Calculate the pH of a 2.67×10-3 M solution of H2SO4.
(Ka = 0.0120 for HSO4-)
H2SO4 is a diprotic acid. The first H is ionized completely but the second one has a k2 = 0.0120. We need to go through two ICE charts.
For the first H^+ it is as follows:
.......................H2SO4 ==> H^+ + HSO4^-
I...................0.00267...........0...........0
C.................-0.00267......0.00267....0.00267
E........................0..........0.00267.....0.00267 so the first H^+ contributes 0.00267 M. The second H is done this way.

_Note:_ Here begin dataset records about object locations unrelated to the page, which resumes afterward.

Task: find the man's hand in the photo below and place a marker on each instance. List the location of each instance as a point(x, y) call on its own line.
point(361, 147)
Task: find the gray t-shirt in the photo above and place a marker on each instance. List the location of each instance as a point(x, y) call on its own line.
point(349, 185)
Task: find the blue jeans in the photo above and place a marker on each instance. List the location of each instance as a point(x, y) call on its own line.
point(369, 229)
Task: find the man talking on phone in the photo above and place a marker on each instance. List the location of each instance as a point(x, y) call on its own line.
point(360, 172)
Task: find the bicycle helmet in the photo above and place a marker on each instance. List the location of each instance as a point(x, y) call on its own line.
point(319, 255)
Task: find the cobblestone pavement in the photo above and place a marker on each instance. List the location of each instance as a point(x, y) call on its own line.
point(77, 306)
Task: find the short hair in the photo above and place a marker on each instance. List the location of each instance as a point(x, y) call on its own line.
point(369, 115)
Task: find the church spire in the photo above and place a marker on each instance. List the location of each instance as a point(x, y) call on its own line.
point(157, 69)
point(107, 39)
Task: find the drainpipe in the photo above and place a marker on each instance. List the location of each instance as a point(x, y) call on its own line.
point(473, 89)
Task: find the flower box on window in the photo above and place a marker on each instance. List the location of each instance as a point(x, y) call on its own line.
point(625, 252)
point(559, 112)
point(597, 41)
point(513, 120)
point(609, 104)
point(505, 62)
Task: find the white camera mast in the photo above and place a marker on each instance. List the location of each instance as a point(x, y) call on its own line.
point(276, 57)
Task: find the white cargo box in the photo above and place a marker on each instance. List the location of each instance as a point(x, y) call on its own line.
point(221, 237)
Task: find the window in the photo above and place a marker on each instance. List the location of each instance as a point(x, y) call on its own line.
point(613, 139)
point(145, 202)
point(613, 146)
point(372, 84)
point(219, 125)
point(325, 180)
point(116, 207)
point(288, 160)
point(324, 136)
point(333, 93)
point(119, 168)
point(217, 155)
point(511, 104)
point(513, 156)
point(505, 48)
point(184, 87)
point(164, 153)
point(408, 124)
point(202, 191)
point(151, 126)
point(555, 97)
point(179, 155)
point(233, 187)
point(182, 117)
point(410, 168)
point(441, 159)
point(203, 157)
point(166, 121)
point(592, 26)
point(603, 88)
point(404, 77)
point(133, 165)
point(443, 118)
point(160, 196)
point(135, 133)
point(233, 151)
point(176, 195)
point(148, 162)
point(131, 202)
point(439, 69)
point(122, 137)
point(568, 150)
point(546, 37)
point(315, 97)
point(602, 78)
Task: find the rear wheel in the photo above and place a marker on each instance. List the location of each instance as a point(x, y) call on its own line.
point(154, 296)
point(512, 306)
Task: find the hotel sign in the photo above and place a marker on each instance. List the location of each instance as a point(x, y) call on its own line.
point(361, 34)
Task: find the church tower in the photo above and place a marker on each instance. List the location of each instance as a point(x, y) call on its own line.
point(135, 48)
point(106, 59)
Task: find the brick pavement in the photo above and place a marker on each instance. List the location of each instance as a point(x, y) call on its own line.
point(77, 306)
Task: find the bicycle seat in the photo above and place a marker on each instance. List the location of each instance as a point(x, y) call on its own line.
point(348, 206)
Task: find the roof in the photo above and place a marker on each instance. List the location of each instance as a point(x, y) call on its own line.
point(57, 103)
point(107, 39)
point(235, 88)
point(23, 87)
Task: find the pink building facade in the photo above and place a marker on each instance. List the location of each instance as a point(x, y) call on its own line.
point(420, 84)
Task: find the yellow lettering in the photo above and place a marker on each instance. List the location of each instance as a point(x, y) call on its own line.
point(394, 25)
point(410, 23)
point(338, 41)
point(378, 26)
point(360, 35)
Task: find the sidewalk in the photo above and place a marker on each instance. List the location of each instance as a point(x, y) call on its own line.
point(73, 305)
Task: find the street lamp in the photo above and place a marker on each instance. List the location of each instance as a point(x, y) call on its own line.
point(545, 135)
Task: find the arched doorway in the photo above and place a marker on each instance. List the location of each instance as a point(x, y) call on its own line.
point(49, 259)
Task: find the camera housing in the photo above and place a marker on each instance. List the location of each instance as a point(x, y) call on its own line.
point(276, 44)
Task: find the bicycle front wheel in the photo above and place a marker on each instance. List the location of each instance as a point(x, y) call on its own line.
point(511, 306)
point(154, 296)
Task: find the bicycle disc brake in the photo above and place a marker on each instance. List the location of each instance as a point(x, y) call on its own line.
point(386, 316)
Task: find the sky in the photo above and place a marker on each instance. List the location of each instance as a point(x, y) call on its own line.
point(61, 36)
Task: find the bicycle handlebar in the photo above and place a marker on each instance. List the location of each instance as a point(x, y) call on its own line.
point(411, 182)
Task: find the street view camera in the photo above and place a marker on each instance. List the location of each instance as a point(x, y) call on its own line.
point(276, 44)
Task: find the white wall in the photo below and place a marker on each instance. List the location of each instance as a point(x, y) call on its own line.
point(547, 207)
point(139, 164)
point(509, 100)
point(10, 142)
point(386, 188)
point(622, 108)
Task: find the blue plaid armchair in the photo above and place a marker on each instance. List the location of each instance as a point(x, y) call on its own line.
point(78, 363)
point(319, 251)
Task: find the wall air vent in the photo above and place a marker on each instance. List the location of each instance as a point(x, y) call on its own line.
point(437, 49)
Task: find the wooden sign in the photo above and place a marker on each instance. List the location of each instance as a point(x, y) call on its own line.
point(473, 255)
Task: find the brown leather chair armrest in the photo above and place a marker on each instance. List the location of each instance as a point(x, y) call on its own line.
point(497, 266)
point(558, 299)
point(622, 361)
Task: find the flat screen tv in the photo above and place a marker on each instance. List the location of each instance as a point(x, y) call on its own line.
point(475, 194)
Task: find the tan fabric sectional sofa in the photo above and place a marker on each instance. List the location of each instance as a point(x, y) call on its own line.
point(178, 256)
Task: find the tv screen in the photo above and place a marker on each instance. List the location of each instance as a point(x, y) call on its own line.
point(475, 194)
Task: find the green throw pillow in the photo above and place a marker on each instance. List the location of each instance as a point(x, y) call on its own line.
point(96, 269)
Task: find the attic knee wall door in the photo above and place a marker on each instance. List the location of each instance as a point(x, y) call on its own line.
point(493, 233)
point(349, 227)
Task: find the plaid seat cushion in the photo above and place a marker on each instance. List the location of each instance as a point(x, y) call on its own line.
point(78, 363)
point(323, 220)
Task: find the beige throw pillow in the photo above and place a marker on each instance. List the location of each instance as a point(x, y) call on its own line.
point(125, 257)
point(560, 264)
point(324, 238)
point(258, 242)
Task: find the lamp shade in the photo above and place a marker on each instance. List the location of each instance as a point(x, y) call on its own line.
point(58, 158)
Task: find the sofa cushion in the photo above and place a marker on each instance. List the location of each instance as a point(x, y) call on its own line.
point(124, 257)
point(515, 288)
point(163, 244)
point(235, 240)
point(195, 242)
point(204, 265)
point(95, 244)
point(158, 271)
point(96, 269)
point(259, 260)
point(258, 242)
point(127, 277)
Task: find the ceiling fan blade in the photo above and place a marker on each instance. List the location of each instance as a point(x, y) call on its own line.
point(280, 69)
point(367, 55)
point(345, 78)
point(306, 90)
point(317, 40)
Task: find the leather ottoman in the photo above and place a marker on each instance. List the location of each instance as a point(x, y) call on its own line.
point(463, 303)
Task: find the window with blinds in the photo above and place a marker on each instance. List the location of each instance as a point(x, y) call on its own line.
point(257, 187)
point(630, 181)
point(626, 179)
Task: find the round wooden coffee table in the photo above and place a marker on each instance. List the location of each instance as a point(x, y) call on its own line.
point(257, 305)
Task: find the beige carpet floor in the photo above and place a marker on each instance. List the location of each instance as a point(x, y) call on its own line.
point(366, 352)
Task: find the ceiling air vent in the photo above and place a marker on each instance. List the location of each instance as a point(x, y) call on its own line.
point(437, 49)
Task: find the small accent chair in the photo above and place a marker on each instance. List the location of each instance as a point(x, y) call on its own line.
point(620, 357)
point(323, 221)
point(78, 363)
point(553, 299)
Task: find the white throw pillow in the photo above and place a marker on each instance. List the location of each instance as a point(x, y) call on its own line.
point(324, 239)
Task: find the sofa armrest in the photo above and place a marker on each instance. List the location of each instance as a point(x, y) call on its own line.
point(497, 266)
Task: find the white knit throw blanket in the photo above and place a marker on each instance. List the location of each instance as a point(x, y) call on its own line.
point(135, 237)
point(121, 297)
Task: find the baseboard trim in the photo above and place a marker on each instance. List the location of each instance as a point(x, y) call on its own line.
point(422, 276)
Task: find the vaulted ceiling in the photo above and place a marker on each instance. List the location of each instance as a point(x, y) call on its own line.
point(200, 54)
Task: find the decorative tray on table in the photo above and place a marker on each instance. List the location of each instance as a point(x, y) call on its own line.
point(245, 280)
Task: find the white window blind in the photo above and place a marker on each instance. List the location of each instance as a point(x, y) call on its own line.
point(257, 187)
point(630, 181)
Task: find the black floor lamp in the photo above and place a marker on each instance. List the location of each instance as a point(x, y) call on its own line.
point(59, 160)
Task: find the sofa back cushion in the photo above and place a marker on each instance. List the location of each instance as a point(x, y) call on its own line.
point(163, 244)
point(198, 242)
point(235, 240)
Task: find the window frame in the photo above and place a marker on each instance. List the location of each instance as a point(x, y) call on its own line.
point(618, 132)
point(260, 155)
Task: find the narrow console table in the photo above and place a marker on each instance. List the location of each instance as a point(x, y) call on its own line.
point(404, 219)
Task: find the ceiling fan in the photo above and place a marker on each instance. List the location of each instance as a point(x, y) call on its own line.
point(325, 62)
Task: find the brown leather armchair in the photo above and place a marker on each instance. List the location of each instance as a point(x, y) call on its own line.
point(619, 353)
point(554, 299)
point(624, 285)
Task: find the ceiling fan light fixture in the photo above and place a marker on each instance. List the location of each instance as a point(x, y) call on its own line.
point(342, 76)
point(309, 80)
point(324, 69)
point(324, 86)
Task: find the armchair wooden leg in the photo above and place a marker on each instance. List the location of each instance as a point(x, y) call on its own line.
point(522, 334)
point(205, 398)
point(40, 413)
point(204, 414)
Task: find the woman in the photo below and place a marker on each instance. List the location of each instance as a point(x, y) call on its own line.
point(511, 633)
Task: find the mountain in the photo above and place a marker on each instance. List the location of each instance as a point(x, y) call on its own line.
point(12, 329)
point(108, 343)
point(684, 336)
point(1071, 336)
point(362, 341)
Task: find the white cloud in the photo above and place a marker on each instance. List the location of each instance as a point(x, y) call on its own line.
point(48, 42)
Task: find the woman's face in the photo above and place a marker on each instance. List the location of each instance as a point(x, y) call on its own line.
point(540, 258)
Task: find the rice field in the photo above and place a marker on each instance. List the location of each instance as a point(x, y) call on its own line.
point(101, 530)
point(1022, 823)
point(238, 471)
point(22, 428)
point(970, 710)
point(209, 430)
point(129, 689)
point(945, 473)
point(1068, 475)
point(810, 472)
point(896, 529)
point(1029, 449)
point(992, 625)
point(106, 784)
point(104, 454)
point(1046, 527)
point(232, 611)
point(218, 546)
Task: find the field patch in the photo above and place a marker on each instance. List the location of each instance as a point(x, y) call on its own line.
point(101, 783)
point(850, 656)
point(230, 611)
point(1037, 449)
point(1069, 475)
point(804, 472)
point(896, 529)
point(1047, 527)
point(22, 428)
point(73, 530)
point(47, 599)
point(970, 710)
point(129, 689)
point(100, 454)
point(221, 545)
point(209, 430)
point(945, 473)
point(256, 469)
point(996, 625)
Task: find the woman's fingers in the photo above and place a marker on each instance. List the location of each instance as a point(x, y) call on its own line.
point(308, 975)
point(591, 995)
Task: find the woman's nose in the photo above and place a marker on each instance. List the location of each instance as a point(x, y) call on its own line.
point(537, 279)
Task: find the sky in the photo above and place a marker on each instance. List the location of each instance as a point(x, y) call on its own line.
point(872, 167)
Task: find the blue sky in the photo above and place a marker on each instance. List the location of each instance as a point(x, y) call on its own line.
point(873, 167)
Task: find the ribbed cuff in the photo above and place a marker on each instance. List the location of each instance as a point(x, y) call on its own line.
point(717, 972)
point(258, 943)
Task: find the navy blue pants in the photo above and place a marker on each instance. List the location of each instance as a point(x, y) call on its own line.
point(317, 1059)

....................HSO4^- ==> H^+ + SO4^2-
I..................0.00267........0.00267.....0
C..................-x..................+x.............x
E............0.00267 - x.......0.00267+x...x
Then k2 = (H^+)(SO4^2-)/(HSO4^-)
Substitute the E line into k2 expression and solve for x (you will need to solve the quadratic equation), evaluate 0.00267 + x which will give you the total (H^+), then convert that to pH. Post your work if you get stuck.
To calculate the pH of the solution, we need to take into account the Ka value for HSO4- and the concentration of the H2SO4 solution. We can use the equation for Ka to find the concentration of the H+ ions in the solution, and then calculate the pH from there.
Step 1: Write the balanced equation for the dissociation of H2SO4:
H2SO4 ⇌ H+ + HSO4-
Step 2: Write the expression for the equilibrium constant Ka:
Ka = [H+][HSO4-] / [H2SO4]
We are given the value for Ka (0.0120), so we can rearrange the equation to solve for [H+]:
[H+] = (Ka * [H2SO4]) / [HSO4-]
Step 3: Substitute the values into the equation:
[H+] = (0.0120 * 2.67×10-3) / (2.67×10-3)
[H+] = 0.0120
Step 4: Finally, calculate the pH using the formula:
pH = -log[H+]
pH = -log(0.0120)
pH ≈ 1.92
Therefore, the pH of the 2.67×10-3 M solution of H2SO4 is approximately 1.92.